Discussions were fruitful and permission was granted that we could design and manufacture playground equipment for the local orphanages. We made swings, slippery dips, seesaws and giant slides for these kids. I think we manufactured about 12 sets, it generated so much interest that the entire General Engineering Workshop team got right behind the project and we then visited all of the orphanages in the Phuoc Tuy Province and gave them a parcel of red, yellow and blue painted playground sets. Obviously we were in an aggressive war zone so we had to request armed infantry escorts to successfully achieve this goal.
Unfortunately we found that many of these orphanages were later destroyed by the Viet Cong and we now know that the Nuns and teachers were killed and raped because of their association with the Australian Army, as we were considered their enemy. This fact has haunted me for years, so it is with great pride and pleasure that today I am able to return to this country and give some of my personal time to the Orphans of today. The motivating factor that set me on this pilgrimage is when I first returned to Vietnam in 2007, I found the current generation of Orphans still swinging on many of my swings and riding my slippery dips that I made for these orphanages 38 years ago!

Rod Trapple & Dennis Edwards installing Slippery Dip - Baria Orphanage Aug 1969

Below are a few photos from my last visit which, unfortunately, was two years ago in 2007. For the past two years I have been personally challenged struggling with Brain Cancer.
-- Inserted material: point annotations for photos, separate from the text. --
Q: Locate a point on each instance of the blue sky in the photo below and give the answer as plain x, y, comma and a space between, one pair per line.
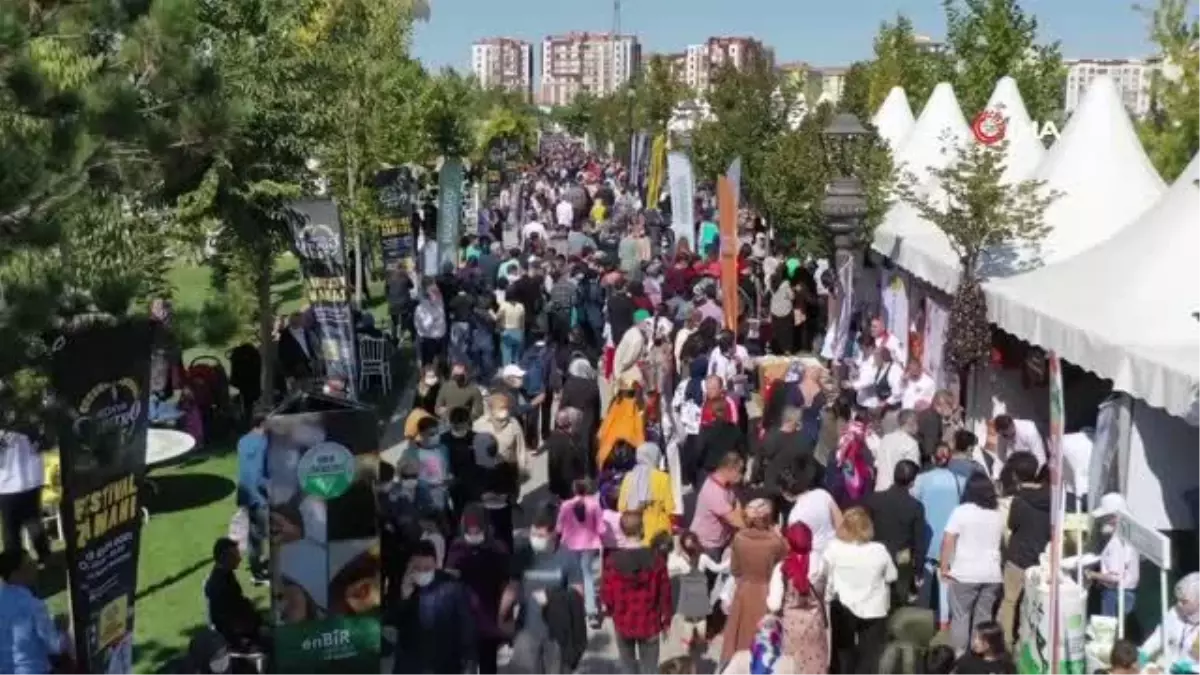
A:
821, 33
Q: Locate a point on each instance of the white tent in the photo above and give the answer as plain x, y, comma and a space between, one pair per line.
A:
1104, 179
1025, 150
909, 240
1123, 309
894, 119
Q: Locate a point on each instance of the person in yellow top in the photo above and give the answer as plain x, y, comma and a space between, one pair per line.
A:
648, 489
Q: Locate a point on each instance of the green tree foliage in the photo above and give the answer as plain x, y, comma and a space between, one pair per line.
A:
753, 108
795, 175
993, 39
977, 210
856, 93
1171, 132
900, 60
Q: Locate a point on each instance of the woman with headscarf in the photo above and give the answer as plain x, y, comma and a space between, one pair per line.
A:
755, 551
1175, 644
568, 459
581, 392
796, 593
685, 406
483, 565
647, 489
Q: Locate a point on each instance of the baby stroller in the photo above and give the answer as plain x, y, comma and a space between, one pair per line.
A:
209, 383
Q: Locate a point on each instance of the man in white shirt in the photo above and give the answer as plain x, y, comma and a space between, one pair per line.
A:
895, 447
1018, 436
917, 387
885, 339
564, 214
22, 477
1120, 562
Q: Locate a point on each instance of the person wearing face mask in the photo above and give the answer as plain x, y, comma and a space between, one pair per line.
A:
483, 565
1175, 644
459, 392
543, 571
1120, 561
432, 602
507, 431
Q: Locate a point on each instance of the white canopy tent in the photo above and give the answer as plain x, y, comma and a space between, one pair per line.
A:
907, 239
1123, 309
894, 119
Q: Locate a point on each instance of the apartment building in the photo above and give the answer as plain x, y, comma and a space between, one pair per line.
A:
593, 63
1133, 78
702, 61
503, 63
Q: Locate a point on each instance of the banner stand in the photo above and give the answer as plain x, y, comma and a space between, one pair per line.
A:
325, 563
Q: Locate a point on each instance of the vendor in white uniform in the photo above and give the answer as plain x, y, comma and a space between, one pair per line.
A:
1018, 436
1175, 644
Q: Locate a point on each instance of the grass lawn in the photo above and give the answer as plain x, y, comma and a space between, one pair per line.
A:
192, 506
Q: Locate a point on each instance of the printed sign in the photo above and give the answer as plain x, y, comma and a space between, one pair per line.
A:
102, 376
318, 243
325, 556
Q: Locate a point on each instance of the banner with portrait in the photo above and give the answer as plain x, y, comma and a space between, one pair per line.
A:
321, 246
394, 191
101, 376
325, 565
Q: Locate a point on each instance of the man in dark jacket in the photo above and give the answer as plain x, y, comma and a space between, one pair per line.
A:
900, 526
432, 603
1029, 520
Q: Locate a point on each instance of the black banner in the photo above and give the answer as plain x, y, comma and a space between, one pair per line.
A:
395, 189
321, 245
325, 557
101, 375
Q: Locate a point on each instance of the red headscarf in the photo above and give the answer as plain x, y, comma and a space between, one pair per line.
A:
796, 565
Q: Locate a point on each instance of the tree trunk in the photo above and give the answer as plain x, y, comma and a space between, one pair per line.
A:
264, 272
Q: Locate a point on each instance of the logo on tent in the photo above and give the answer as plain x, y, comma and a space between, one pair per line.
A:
989, 127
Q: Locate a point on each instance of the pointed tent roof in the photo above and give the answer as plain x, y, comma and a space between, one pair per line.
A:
911, 242
1025, 150
1125, 308
894, 118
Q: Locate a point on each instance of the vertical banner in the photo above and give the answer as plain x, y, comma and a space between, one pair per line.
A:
726, 201
325, 556
683, 198
658, 165
1057, 505
319, 243
394, 190
449, 210
102, 377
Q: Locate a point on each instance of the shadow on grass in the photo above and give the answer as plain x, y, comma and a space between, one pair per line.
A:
185, 491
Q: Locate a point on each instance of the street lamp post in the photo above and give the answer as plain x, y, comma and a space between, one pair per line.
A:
844, 207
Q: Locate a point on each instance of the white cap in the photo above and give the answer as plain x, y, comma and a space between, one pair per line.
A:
1110, 505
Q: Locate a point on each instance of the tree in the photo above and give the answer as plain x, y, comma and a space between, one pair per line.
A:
901, 61
753, 107
993, 39
1171, 132
979, 211
795, 175
856, 91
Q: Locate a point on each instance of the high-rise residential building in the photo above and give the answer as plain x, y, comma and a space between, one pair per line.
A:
503, 63
705, 60
593, 63
1133, 78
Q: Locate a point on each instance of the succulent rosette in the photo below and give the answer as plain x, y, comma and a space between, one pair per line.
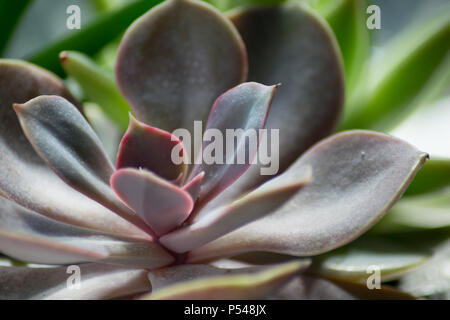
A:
149, 227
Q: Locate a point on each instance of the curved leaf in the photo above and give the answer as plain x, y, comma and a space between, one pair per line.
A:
223, 220
234, 286
357, 177
151, 149
354, 261
64, 139
161, 204
98, 281
28, 236
434, 176
24, 176
244, 107
176, 60
193, 186
97, 85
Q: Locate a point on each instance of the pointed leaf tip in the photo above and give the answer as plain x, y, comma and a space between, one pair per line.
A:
171, 85
357, 177
161, 204
152, 149
243, 109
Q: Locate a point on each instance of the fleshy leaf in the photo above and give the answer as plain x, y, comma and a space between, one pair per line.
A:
234, 286
23, 174
291, 45
243, 107
193, 186
311, 288
64, 139
175, 60
99, 281
352, 262
28, 236
109, 25
161, 204
338, 205
435, 175
151, 149
223, 220
430, 211
423, 47
98, 86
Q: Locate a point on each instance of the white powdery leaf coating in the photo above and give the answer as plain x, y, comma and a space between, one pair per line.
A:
357, 177
24, 177
65, 140
97, 281
291, 45
305, 287
30, 237
161, 204
244, 107
202, 282
223, 220
393, 258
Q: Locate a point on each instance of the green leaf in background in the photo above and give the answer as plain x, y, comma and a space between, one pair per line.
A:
424, 212
93, 37
225, 5
403, 73
10, 14
352, 262
98, 86
347, 18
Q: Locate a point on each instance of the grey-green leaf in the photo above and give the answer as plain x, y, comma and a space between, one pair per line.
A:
28, 236
348, 170
23, 174
292, 45
98, 281
64, 139
361, 258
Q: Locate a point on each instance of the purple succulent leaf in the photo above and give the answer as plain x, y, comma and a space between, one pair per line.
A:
205, 282
150, 148
291, 45
305, 287
339, 205
244, 107
194, 185
28, 236
24, 177
65, 140
175, 60
212, 225
161, 204
99, 281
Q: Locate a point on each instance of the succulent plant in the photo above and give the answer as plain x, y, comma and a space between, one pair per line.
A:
150, 228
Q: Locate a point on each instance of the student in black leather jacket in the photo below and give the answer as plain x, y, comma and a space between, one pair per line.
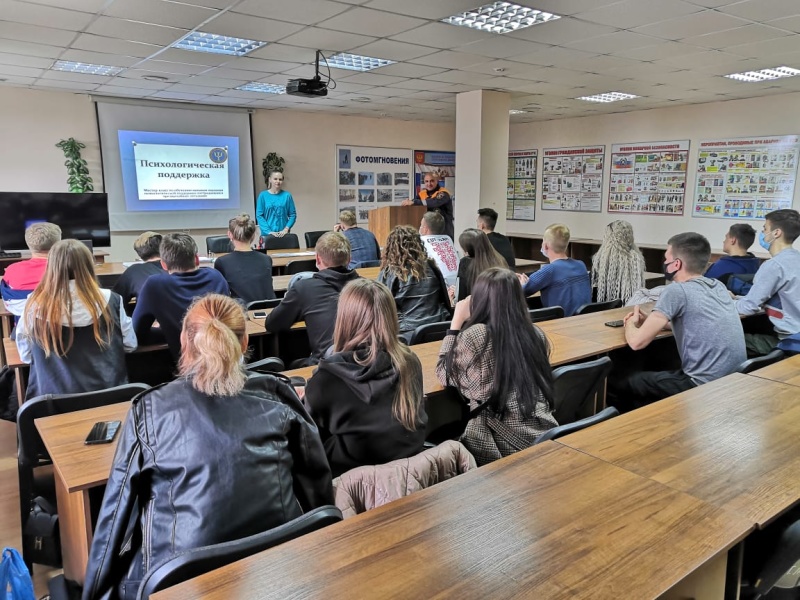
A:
211, 457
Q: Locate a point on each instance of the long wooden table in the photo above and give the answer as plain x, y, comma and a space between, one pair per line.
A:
734, 443
547, 522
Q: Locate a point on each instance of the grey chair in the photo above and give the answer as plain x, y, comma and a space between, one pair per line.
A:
193, 563
562, 430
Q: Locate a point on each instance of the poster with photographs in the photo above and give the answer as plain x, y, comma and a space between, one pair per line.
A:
369, 178
648, 178
521, 185
745, 178
572, 178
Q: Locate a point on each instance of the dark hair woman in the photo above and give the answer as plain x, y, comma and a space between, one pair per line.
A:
490, 334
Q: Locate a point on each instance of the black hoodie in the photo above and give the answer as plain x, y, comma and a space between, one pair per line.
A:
352, 407
313, 300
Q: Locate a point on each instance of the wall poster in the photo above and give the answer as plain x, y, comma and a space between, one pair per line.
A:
745, 178
648, 178
572, 178
521, 191
369, 178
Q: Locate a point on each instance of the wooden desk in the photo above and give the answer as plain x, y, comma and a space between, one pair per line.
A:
547, 522
786, 371
78, 468
734, 443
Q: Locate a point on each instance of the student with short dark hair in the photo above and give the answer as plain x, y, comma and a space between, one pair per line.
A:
739, 261
165, 297
248, 273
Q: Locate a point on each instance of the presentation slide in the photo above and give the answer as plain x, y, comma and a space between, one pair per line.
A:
175, 171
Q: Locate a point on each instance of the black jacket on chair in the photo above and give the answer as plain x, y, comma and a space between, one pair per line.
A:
193, 470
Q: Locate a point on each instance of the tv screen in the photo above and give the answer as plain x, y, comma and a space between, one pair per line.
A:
80, 216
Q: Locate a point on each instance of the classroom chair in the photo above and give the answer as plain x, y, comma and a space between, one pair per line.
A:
32, 455
575, 388
760, 362
562, 430
312, 237
193, 563
598, 306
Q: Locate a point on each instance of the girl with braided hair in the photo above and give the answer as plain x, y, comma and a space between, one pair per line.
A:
618, 267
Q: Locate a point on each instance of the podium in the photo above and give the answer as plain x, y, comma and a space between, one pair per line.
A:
382, 220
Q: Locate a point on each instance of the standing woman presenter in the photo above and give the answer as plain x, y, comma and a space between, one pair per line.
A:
275, 210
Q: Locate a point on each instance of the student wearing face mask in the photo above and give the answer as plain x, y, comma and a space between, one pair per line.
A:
565, 281
776, 285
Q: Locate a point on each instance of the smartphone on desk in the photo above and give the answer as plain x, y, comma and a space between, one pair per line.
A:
103, 432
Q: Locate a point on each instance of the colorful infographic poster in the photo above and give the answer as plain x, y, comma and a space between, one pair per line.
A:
572, 178
745, 178
521, 185
648, 178
369, 178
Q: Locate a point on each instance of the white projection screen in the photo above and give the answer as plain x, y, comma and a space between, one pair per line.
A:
169, 166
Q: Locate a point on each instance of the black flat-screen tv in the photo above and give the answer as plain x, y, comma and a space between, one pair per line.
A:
80, 216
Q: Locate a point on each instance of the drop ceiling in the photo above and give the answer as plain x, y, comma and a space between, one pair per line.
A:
669, 52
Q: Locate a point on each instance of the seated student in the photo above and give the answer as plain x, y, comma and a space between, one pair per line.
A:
314, 300
618, 267
565, 281
248, 273
479, 255
703, 318
490, 338
72, 333
131, 281
420, 293
487, 221
366, 397
211, 457
439, 246
739, 261
363, 245
21, 278
165, 298
776, 285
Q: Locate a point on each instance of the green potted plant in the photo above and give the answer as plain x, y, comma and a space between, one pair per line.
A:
271, 162
78, 178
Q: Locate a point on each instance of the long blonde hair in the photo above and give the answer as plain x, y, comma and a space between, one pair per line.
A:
618, 267
50, 305
211, 345
367, 318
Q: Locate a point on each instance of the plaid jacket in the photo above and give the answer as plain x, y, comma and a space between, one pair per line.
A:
487, 436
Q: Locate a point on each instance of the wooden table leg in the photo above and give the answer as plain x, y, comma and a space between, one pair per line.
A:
75, 525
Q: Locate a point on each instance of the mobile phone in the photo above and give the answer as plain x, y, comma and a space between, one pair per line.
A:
103, 432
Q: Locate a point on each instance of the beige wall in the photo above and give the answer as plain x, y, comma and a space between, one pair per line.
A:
765, 116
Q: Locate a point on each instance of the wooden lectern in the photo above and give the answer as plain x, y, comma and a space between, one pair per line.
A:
382, 220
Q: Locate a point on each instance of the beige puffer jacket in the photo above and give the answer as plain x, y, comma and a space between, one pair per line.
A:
364, 488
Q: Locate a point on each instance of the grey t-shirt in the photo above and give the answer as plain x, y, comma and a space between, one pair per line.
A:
707, 327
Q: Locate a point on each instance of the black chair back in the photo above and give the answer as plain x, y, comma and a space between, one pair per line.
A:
312, 237
298, 266
598, 306
562, 430
546, 314
575, 388
287, 242
760, 362
432, 332
218, 244
194, 563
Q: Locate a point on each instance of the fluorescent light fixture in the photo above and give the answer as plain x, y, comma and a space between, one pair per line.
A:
501, 17
354, 62
85, 68
199, 41
764, 74
264, 88
608, 97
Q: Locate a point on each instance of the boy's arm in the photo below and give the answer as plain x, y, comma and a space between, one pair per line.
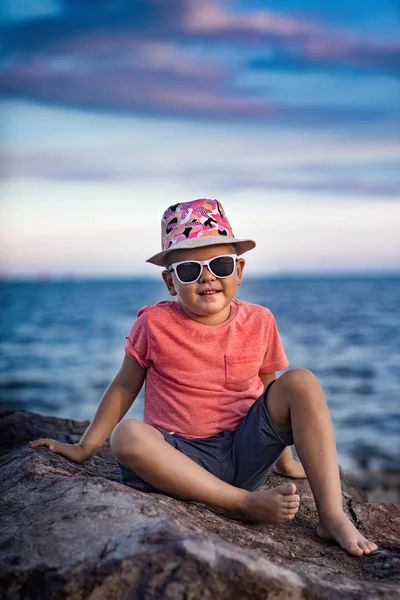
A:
115, 403
285, 465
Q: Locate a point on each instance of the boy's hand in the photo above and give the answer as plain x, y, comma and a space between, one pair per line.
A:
73, 452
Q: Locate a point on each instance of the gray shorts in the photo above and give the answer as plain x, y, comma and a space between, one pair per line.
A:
242, 458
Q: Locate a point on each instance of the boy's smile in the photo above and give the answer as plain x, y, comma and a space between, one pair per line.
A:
207, 300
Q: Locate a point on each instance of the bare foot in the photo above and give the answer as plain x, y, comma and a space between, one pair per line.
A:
294, 469
342, 530
277, 505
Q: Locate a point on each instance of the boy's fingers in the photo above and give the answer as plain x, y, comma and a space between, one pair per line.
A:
42, 442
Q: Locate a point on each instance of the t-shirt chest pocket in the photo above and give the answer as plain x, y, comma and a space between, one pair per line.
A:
240, 371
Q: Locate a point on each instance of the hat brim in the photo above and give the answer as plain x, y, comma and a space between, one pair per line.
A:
241, 246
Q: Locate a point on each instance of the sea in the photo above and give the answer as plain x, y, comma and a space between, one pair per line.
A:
61, 343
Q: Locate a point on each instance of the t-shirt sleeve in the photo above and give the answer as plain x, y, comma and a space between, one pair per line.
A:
138, 341
275, 358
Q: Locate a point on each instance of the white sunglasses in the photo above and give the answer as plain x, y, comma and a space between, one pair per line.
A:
189, 271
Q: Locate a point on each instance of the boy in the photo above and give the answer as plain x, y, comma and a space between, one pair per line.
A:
216, 418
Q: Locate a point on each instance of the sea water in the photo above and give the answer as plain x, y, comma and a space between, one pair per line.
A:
61, 343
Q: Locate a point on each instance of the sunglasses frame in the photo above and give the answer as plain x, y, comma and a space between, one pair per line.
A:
202, 263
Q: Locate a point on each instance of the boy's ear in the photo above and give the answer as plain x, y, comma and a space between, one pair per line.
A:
239, 270
167, 276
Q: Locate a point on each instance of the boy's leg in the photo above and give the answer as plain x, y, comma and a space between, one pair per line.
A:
143, 449
296, 403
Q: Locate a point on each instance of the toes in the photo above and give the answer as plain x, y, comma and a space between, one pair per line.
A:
372, 546
291, 504
288, 489
354, 548
367, 547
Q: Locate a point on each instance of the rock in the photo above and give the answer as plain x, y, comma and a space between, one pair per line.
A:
75, 532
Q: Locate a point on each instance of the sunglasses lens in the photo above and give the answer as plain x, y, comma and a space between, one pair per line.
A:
222, 266
188, 272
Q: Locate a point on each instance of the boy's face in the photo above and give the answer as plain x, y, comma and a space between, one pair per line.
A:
210, 309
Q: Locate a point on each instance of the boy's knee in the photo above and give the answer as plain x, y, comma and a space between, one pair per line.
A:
300, 381
124, 435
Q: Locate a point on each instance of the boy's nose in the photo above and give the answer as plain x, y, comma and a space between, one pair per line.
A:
206, 275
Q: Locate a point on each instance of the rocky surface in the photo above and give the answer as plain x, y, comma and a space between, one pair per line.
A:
72, 532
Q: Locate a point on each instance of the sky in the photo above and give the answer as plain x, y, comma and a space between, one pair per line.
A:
112, 110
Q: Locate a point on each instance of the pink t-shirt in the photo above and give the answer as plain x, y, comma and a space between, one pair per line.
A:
202, 379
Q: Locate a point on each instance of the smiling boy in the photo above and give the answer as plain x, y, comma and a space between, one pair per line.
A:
216, 418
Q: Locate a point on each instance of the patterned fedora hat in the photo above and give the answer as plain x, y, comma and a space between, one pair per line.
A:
196, 224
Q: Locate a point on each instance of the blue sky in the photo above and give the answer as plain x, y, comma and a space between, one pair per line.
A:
288, 112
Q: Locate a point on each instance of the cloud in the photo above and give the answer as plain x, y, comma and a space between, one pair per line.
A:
152, 57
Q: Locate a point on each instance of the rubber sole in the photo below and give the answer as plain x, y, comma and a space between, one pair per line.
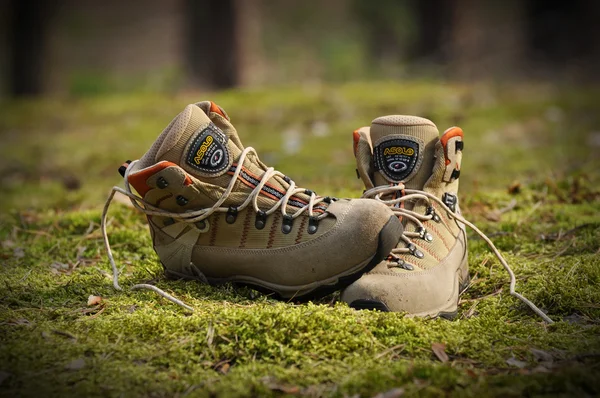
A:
376, 305
388, 238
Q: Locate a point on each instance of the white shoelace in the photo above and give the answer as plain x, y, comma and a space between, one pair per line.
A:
413, 194
199, 215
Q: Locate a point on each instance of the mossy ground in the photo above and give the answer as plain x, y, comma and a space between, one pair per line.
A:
59, 159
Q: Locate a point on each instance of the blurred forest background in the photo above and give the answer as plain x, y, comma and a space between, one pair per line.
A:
87, 47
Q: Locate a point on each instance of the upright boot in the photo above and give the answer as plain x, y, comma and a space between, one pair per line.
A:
404, 162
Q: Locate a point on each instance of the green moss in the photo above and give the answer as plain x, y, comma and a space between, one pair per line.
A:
241, 343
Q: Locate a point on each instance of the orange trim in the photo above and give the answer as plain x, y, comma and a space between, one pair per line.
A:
450, 133
138, 180
355, 138
217, 109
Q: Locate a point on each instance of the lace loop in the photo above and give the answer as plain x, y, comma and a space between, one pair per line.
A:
195, 216
413, 194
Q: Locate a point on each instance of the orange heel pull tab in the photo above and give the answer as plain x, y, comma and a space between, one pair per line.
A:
355, 138
217, 109
139, 180
452, 142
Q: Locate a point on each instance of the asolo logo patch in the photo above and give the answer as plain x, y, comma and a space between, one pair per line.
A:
396, 158
399, 150
203, 147
208, 151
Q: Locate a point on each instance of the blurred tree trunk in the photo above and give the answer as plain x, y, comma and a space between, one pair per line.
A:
211, 42
249, 43
566, 32
433, 24
488, 39
29, 21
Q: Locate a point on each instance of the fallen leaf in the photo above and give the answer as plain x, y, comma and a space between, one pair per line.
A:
7, 244
286, 389
224, 368
514, 188
393, 393
471, 373
439, 349
512, 361
80, 251
3, 376
540, 369
94, 300
65, 334
18, 252
59, 266
19, 321
76, 364
272, 384
542, 356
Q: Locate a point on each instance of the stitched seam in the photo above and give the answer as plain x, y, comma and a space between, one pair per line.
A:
438, 233
301, 230
273, 230
213, 233
246, 228
430, 253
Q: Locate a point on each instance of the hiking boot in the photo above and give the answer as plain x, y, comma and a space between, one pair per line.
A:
404, 163
217, 214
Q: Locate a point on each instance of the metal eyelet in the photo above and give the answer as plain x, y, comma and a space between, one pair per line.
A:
231, 215
181, 200
286, 225
313, 225
423, 234
261, 219
431, 211
399, 263
415, 252
162, 183
202, 225
450, 201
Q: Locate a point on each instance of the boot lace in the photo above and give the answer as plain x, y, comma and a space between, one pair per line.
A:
201, 214
396, 205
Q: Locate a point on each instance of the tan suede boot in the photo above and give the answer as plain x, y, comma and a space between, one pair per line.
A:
218, 214
401, 159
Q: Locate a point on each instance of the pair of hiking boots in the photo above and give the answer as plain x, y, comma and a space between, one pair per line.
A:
218, 214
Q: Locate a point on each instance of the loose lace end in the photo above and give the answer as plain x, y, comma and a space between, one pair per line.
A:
410, 194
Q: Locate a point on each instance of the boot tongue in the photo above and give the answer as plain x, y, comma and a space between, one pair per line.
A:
403, 150
203, 142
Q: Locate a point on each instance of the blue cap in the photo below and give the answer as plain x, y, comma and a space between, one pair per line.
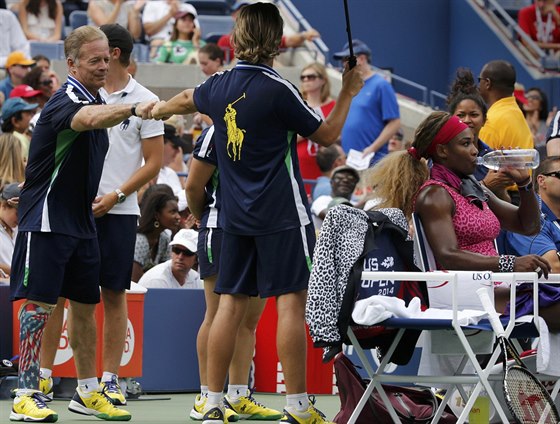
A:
359, 48
238, 5
14, 105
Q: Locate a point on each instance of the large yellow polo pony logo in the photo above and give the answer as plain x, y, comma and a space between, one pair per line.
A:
235, 134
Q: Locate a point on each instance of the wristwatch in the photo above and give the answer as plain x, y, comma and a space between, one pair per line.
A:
121, 197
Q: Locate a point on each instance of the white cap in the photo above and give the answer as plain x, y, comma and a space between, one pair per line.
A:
186, 238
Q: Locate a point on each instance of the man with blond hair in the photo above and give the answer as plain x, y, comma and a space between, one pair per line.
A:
56, 252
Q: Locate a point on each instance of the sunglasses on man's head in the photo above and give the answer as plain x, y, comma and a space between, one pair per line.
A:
310, 77
184, 252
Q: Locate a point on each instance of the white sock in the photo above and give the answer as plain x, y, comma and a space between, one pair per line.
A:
203, 391
88, 385
300, 401
235, 391
108, 376
214, 399
45, 373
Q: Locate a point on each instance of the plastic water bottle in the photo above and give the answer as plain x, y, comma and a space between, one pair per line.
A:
515, 158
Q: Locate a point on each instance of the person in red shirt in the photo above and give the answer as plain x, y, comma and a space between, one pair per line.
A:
541, 21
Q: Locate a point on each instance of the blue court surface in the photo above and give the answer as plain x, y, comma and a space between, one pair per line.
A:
148, 409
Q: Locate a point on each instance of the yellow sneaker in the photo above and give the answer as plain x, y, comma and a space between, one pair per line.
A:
97, 404
113, 391
249, 409
311, 416
197, 412
31, 407
45, 386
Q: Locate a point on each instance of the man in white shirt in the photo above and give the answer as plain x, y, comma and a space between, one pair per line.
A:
176, 273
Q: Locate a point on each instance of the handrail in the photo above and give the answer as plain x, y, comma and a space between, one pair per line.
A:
494, 6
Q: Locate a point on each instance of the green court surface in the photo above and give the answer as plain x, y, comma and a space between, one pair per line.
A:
152, 409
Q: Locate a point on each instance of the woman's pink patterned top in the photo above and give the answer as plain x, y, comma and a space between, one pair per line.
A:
475, 228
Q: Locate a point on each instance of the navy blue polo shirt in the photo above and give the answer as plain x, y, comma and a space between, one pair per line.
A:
64, 167
257, 115
205, 152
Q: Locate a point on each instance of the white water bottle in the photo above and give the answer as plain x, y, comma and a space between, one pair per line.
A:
515, 158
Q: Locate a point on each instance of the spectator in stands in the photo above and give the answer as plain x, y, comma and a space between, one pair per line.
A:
159, 213
537, 116
210, 59
505, 126
12, 168
183, 44
316, 90
173, 146
259, 110
41, 20
127, 15
541, 22
158, 18
13, 38
16, 116
18, 66
547, 242
328, 159
41, 81
343, 183
177, 272
9, 197
374, 115
293, 40
465, 102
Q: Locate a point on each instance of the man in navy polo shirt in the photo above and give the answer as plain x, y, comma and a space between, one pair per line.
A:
268, 236
56, 252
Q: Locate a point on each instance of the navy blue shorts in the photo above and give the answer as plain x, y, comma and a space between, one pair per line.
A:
268, 265
48, 265
208, 249
116, 235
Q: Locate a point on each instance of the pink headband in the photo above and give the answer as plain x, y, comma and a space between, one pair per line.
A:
446, 133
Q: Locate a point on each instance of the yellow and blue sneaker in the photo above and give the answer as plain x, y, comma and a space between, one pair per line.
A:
197, 412
311, 416
98, 405
113, 391
249, 409
31, 407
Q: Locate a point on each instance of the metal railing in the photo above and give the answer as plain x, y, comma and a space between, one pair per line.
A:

I am now well enough to go back and continue my work.

So I am now appealing to you my community to HELP me to put together seven (7) packages of wares to ship over to Vietnam to be ready for my family and I to arrive mid April. We will spend two weeks visiting and working in outlying Orphanages in Ho Chi Minh City (Saigon) Dah Lat, Nah Trang, Baria and Vung Tau.
The background of the Orphanages that I have chosen:
These Orphanages are off the beaten track, and generally not that well supported by the Communist Government. The general facilities are very primitive and the carers are usually Nuns and volunteers with little or no experience of dealing with Children, especially babies. The average child ratio at the Orphanages we will visit this time is approximately 25 to 50 babies under the age of 1 year and approximately 50 to 70 children ranging in ages from 2 to 17 years old.

  • Feeding bottles
  • Bottle sterilization kits 
  • Bottle teats
  • Sterilization fluid
  • Milk formula 
  • Savlon cream 
  • Calamine lotion 
  • Mercurochrome
  • Baby food in jars with long use by dates 
  • Two minute noodles
  • Disposable nappies 
  • Baby singlets 
  • Clothing – summer new or secondhand
  • clean cotton or denim 
  • Hair brushes/combs/hair clips/hair ties
  • Toothbrushes/toothpaste 
  • Bassinette & cot linen - cotton 
  • Bassinettes 
  • Bouncinettes 
  • Portable cots 
  • Hanging mobiles 
  • School supplies: rulers, pencils, erasers, coloured pencils 
  • Story Books – clean second hand 
  • Exercise books for school work 
  • Aussie toys – koalas, kangaroos etc. 
  • Swing & playground equipment (small) 
  • Bikes/scooters – in working order 
  • Hand wash / disinfectant 
  • Rubber gloves – Small/Medium/Large

Dennis & Inge Edwards, 7 Park Street Lancefield Vic 3435
Lancefield Neighbourhood House, High Street Lancefield Vic 3435
They are also holding a Fundraising Supper/Dance – Saturday 20th March 7.30pm Mechanics Hall Lancefield Live Band and Fundraising Auction $25 Per head with cash bar
Bookings Essential – Click here to download the flyer pdf for contact details and information.

Thank you to the Edwards family for doing this. They are amazing people. God Bless you.